The never-ending and fertile pampas (planes), going from Rosario, on the river Rio de la Plata, to Córdoba, were reclaimed and planted with corn; the vessels bringing the product to the Italian ports, came back full of porphyry used to pave the main streets of the largest cities in rural areas. One example for all: San Francisco, in the province of Córdoba, known as the capital city of the “Pampa Gringa”, since its inhabitants were almost all from Piedmont.
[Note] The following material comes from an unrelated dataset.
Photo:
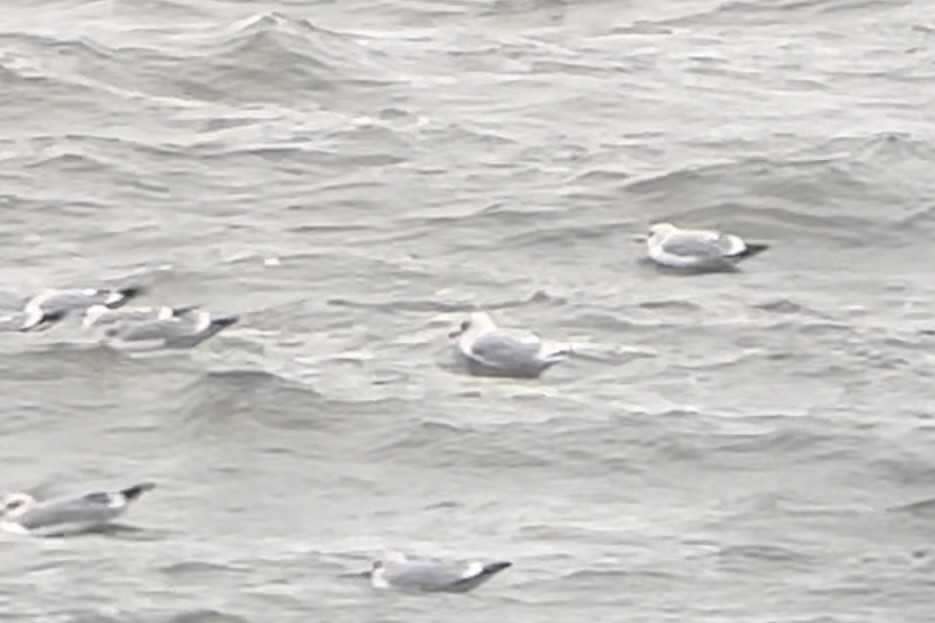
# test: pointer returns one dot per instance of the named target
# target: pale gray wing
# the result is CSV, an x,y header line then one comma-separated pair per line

The rich estancieros (land owners) went to Europe for the winter – in particular to Paris – with their families and servants, sometimes bringing with them one or two cows for the journey on the ocean liners to be sure of having milk for their children. Many of them came back to Argentina with the best French architects to plan and realize luxurious palaces, equal to the most beautiful ones in Paris, along the main avenidas of Buenos Aires, such as Santa Fe, Córdoba, Corrientes and 9 de Julio. The last one was created pulling down old houses and becoming one of the largest street in the world, in the centre of which, in the intersection with Avenida Corrientes, was built the obelisk, symbol of the city.
Next to Avenida 9 de Julio, on 25 May 1890 the construction of the Cólon Theatre started, entrusted to two Italian architects: Francesco Tamburini first and then Vittorio Meano, who built also the Congress Palace, inspired by the one in Washington, but larger. The works of the theatre lasted twenty years; it was opened on 25 May 1908 with Verdi’s Aida. Always in the same years (in 1907), the entire pavement of the Cathedral was restored with a Venice mosaic by the Italian architect Carlo Morra.
In 1904 Alfredo Guttero went to Paris too for reasons different from those that drove there the estancieros. He was only 22, but well-known and well-established in Buenos Aires as landscape painter, so that he won a scholarship to go to Europe where he stayed living and working in Paris, Germany and Italy, until 1927.
The attendance in Paris of the Ranson Academy, managed by Maurice Denis, was fundamental for his artistic training, as he managed to meet avant-garde artists among which Modigliani, Chagall, Soutine and Klee.
Once back in Buenos Aires, together with a large group of Argentine artists, in particular Emilio Pettorutti, Xul Solar, Norah Borges and Alfredo Bigatti, he abandoned the Paris style choosing to get back to order in researching free and balanced forms, far from the Academic style.